Credit goes to wissmiss on the "Trapperman.com" forum

Looks like a great sale and good to above average prices on most goods.


----------



## 2litl2l8 (Jan 16, 2008)

Ok, I am unfamiliar with the fur trade. Can someone explain Eastern Oregon Cats and Western Oregon Cats, and why the why the Eastern Cats go for nearly 4X the amount that Western Oregon Cats do.


----------



## leviwin (Dec 7, 2011)

Most likely it is fur quality. The cats in the east have whatever the fur buyers were looking for be it color and/or spotting. It could also have something to do with size. I've never seen the cats out of Oregon so I'm not 100% sure.


----------



## Bax* (Dec 14, 2008)

Im amazed that muskrat went for that much. Especially in the raw.

When I was younger, I remember selling muskrat to a guy down the street for $3 each after they were fleshed and dried.


----------



## InvaderZim (Sep 7, 2007)

leviwin said:


> Most likely it is fur quality. The cats in the east have whatever the fur buyers were looking for be it color and/or spotting. It could also have something to do with size.

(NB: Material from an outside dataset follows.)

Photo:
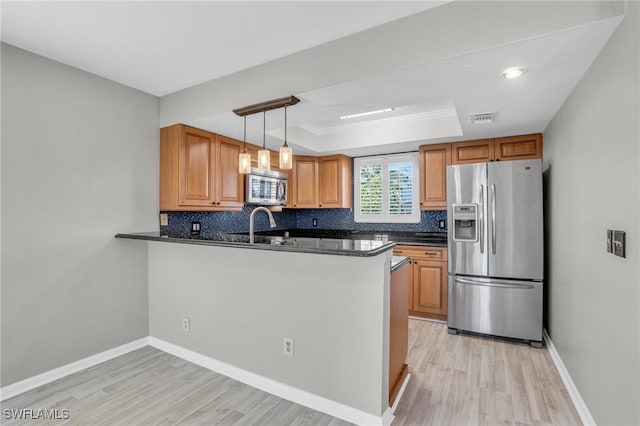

I've never seen the cats out of Oregon so I'm not 100% sure.


Kinda, sorta, basically.

The short version is that bobcats fromthe high plains or open areas of western USA (like MT, UT, NV, CO, WY and ID) produce some of the biggest, most well furred, and wide white-bellied, spotted bob cats anywhere.

These cats are highly prized in the fur trade, mostly for their spotted belly fur.

Bobcats from other areas of the USA, like TX, the west coast, and the south are small and very dark in color. A beautiful creature, but less desirable than the cold blue, open county, lighter cats...for the fur trade.

Western OR cats = small, dark, rainforest cats.
Eastern OR cats = larger, lighter, and fluffy!


----------